Northrop

In 1928 John K Northrop and Ken Jay formed the Avion Corporation at Burbanks, California. In the previous year Northrop had designed Lockheed’s first aircraft, the Vega, and his first design for his own company was known as the Flying Wing. The company’s first business success however was his next design, the Alpha (an all-metal seven-seat single engine low wing monoplane) when Trans-Continental and Western Air Inc ordered five machines for scheduled flights between San Francisco and New York. Ultimately TWA would acquire thirteen of the seventeen Alphas built by the Northrop Company (the others going to the USAAC).

In 1929 Avion Corporation became the Northrop Aircraft Corporation, a division of the United Aircraft and Transport Corporation of which Boeing was also a part. Due to labor difficulties United Aircraft and Transport was dissolved in 1937, the Northrop Company becoming the El-Sugundo division of the Douglas aircraft company.
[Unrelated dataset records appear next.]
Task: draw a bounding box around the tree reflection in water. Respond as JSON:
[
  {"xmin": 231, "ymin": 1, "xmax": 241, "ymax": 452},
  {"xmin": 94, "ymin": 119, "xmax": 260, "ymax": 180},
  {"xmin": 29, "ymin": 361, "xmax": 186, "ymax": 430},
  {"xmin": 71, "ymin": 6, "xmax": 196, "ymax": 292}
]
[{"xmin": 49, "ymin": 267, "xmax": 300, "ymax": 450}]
During the 1930s the Alpha spawned various derivatives including the A-17 two seat attack aircraft for the USAAC and the BT-1 a Navy version that would ultimately be developed into the SBD Dauntless dive-bomber

During the Second World War the El Sugundo site was largely involved in the building of A-26 Invaders for Douglas but in 1942 the company received an USAAC contract for the development of a three-seat twin engine night fighter. The P-61 Black Widow entered service in 1944 and serving in the North-West Europe theater in the night intruder role (the Luftwaffe being largely a spent force by the time that the P-61 arrived in theater).

Post war, Northrop was contracted to build the F-89 Scorpion, a jet engine P-61 replacement which would serve until 1959. In 1963 work commenced on the F-5 Freedom Fighter a single seat lightweight tactical fighter which has been perhaps one of Northrop’s greatest success stories-Many hundreds of which are still serving in air forces around the world today.

In 1994 the Northrop Company was acquired by the Grumman Corporation to form Northrop-Grumman, among its many and varied projects being involved in the building of the B-2 Spirit strategic bomber for the USAF.